OBTAINING A COLLECTOR CAR POLICY
Many collector car programs will require you to have at least one other car in your name for everyday use. Be sure the coverage limits for both liability and uninsured/underinsured motorists’ coverages provided by the auto policy covering your everyday car(s) match the same coverage limits provided by your Collector Car policy. The medical payments limits may vary depending on what the insurance company’s filings offer. A few unethical insurance agents will tell you not to obtain a separate collector car policy because their auto policy or personal umbrella/ excess policy will not allow it. This is rarely true. There are two key provisions these policies may require of a collector car policy:
- The limits of liability coverage provided by the Collector Car policy must be the same or higher than those provided by the everyday auto policy.

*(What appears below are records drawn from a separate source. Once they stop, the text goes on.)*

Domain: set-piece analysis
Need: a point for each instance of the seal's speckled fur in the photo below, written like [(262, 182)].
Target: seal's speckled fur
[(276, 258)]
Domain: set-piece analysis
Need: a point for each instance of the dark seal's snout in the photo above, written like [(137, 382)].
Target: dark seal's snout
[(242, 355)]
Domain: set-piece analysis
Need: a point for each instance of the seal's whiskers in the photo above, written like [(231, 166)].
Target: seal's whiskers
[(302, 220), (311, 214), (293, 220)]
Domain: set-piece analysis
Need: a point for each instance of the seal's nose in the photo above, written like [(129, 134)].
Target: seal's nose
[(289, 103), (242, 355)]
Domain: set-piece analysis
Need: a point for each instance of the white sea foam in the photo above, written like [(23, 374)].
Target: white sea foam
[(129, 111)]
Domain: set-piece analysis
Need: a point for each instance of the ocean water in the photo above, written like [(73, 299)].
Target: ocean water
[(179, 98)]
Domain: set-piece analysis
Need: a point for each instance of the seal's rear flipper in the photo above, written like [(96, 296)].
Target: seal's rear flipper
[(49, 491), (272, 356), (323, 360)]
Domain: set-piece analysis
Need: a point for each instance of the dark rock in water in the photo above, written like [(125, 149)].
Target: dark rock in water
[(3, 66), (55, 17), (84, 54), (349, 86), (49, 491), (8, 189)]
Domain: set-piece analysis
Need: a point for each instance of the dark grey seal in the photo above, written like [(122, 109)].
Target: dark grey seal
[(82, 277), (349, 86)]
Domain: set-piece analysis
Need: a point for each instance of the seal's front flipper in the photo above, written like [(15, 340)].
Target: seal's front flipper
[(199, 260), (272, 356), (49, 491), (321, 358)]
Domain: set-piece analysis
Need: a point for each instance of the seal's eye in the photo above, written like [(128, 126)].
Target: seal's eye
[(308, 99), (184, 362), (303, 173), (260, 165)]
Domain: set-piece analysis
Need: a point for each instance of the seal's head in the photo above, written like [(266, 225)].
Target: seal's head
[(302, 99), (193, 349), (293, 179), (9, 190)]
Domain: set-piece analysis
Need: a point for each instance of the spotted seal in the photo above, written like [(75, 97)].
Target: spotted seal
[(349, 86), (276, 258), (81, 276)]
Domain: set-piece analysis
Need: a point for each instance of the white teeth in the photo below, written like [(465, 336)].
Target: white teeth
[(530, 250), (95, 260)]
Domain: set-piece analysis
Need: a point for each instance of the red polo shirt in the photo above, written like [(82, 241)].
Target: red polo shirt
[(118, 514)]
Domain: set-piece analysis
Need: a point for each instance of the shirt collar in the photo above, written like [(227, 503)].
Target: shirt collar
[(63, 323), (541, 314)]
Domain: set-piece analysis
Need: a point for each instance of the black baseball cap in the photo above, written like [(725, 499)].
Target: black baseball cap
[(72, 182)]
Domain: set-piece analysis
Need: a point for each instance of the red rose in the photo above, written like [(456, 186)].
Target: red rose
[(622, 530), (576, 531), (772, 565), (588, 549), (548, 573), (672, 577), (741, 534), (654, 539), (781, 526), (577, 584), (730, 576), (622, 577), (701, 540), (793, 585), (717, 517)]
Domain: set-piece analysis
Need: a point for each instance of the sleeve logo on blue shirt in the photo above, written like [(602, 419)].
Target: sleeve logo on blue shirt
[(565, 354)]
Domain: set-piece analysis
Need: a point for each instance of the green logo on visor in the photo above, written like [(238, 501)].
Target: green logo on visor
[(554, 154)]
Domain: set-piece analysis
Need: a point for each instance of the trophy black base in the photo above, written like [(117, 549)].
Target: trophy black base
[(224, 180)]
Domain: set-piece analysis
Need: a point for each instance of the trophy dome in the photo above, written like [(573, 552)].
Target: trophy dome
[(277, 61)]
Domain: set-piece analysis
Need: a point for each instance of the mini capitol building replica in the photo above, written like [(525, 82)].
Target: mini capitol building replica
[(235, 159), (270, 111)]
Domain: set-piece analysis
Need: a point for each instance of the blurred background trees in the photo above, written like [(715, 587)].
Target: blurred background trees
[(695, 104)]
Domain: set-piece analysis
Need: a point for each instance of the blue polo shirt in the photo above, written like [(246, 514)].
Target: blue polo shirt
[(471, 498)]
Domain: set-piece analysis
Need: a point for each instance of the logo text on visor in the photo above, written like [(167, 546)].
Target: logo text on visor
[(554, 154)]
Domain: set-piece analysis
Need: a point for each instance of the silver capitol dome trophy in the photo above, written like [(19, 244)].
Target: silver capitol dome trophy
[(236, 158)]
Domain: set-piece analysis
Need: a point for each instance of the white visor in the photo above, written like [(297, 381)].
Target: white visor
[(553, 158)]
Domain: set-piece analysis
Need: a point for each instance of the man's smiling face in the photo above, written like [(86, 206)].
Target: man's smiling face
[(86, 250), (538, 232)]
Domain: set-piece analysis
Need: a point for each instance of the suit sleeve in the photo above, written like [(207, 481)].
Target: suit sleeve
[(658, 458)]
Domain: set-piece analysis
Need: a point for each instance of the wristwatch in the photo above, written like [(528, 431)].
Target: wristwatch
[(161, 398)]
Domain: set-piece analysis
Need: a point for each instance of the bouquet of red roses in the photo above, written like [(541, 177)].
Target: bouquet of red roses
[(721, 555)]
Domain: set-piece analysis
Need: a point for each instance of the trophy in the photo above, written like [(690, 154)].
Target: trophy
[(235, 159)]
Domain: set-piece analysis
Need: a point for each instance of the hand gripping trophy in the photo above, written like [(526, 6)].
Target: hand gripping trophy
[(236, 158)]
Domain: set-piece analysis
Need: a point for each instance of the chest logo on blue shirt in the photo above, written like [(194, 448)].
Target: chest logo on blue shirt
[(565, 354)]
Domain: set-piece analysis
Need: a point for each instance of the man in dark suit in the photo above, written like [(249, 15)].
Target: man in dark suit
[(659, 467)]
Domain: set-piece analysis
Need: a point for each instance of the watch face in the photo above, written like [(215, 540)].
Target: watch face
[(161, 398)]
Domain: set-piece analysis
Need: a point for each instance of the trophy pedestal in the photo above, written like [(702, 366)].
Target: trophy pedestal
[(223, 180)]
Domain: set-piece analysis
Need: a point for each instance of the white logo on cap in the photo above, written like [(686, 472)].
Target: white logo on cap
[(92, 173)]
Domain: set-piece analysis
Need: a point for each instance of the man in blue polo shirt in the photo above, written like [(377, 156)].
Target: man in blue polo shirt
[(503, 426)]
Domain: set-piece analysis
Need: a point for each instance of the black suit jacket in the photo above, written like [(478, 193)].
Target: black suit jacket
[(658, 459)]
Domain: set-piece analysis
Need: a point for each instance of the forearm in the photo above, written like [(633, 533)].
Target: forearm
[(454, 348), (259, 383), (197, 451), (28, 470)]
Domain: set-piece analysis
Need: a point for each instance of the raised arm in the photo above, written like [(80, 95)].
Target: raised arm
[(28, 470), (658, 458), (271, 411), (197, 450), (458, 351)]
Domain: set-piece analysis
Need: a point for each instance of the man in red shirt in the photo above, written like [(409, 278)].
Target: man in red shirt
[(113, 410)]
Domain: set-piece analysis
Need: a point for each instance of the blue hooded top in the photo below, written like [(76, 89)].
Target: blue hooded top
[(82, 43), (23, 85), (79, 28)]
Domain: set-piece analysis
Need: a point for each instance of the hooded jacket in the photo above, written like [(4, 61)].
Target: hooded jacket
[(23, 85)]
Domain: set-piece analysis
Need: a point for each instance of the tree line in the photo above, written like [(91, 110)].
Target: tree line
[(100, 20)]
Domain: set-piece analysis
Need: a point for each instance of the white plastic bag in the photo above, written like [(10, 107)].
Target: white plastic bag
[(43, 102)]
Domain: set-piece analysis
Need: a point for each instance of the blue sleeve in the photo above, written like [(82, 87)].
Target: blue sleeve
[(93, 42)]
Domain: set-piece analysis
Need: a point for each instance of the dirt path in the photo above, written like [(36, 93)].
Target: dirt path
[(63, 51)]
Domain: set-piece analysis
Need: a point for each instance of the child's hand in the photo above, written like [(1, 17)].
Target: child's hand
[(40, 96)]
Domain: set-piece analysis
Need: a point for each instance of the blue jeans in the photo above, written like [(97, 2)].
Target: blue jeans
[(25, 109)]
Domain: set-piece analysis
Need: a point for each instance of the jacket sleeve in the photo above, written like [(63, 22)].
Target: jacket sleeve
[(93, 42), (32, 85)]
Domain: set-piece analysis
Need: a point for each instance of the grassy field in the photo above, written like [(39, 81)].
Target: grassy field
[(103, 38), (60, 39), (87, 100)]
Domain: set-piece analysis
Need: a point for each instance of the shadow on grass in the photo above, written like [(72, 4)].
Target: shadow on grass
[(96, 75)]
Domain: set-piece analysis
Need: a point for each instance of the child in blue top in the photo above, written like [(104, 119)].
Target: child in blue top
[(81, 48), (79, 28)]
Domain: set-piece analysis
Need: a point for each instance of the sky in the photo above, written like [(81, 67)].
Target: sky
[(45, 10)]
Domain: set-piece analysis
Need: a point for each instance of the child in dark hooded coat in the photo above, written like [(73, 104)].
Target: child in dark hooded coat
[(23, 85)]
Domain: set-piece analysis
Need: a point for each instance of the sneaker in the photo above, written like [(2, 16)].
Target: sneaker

- The insurance company issuing the policy must be “A” rated.
I have yet to see an auto or umbrella/excess policy requiring anyone to insure all of their automobiles with one insurance company. If necessary, ask the agent to show you where their policy states you cannot secure a separate auto insurance policy for your Collector Car. Don’t hold your breath.
Obtain an Agreed Value Collector Car policy through a reputable insurance agent or broker who understands the collectible automobile business. You won’t lose any sleep over how a future claim will get settled. Your agent should have a solid relationship with the insurance company underwriting the Collector Car policies. A few agents even have claims authority to help the insurance company settle claims quickly to your complete satisfaction. Better agents are actively involved in the collectible car hobby. Many participate in various car clubs’ activities. Does your agent have any long-term commitments to any car clubs or car manufacturers?
Why settle for less? If your current insurance agent cannot offer you a Collector Car insurance policy with an Agreed Value form, find a new agent. Read your policy carefully and shop around. Spend time comparing all aspects of an insurance policy—not just its price—and make sure the Collector Car policy suits your driving needs. [Ed. - Holly Bromberg is the President of Leland-West Insurance Brokers.]